Musei aperti per la Giornata del Contemporaneo

Siamo al secondo sabato del mese d’ottobre e come ormai tradizione, torna la Giornata del Contemporaneo (GdC), un appuntamento tutto dedicato all’arte contemporanea e ai suoi protagonisti. Porte aperte dunque in tutti i musei che aderiscono al circuito e ingressi gratuiti a mostre, eventi, conferenze e presentazioni in tutta Italia: Centro Pecci di Parto, Castello di Rivoli, Museo Madre di Napoli, Mambo di Bologna, MACRO e MAXXI di Roma, MART di Rovereto e molti altri (l’elenco completo).
L’iniziativa, ormai alla sua decima edizione, è promossa e sostenuta da AMACI – Associazione dei Musei d’Arte Contemporanea Italiani , impegnata nella divulgazione dell’arte e delle realtà museali italiane dedicate al contemporaneo e annovera anche quest’anno come suo partner tecnologico Telecom.

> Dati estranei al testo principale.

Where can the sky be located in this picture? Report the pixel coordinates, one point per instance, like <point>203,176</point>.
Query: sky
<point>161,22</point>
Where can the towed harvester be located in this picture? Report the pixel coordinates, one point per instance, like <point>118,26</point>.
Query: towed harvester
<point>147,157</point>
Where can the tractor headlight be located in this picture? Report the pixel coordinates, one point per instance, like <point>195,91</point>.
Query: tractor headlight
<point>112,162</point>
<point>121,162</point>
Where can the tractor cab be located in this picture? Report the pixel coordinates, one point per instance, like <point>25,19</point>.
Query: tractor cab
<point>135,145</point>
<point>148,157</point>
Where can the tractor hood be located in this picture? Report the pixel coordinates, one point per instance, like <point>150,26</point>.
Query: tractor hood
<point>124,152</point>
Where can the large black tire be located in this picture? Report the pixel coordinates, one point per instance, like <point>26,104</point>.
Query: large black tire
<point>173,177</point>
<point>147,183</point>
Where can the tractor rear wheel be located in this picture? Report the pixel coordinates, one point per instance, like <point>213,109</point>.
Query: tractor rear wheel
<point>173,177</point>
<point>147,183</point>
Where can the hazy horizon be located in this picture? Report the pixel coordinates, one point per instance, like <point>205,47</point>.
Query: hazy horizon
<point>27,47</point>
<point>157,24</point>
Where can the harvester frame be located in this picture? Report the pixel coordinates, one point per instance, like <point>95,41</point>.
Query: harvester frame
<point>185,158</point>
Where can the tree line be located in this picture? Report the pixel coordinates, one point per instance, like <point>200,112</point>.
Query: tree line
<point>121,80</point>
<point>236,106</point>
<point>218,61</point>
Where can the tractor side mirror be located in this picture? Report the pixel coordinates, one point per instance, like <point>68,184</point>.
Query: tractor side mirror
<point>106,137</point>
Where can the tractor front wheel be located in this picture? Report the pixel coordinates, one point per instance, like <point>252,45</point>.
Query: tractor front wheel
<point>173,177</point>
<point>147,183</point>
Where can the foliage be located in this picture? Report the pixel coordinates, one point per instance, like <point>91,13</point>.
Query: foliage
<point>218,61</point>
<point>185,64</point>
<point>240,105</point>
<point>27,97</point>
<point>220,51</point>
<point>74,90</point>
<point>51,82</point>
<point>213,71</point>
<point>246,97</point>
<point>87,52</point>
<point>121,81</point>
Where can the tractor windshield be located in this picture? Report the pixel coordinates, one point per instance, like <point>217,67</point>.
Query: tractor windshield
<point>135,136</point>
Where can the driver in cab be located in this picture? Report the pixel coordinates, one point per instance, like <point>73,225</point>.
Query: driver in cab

Ci teniamo a segnalare la scelta dei direttori dei 26 musei associati di affidare l’immagine-guida di quest’anno ad un artista caro alla nostra redazione e ai nostri lettori, Adrian Paci che si aggiunge alla consistente lista di artisti coinvolti nelle precedenti edizioni – Michelangelo Pistoletto (2006), Maurizio Cattelan (2007), Paola Pivi (2008), Luigi Ontani (2009), Stefano Arienti (2010), Giulio Paolini (2011), Francesco Vezzoli (2012) e Marzia Migliora (2013).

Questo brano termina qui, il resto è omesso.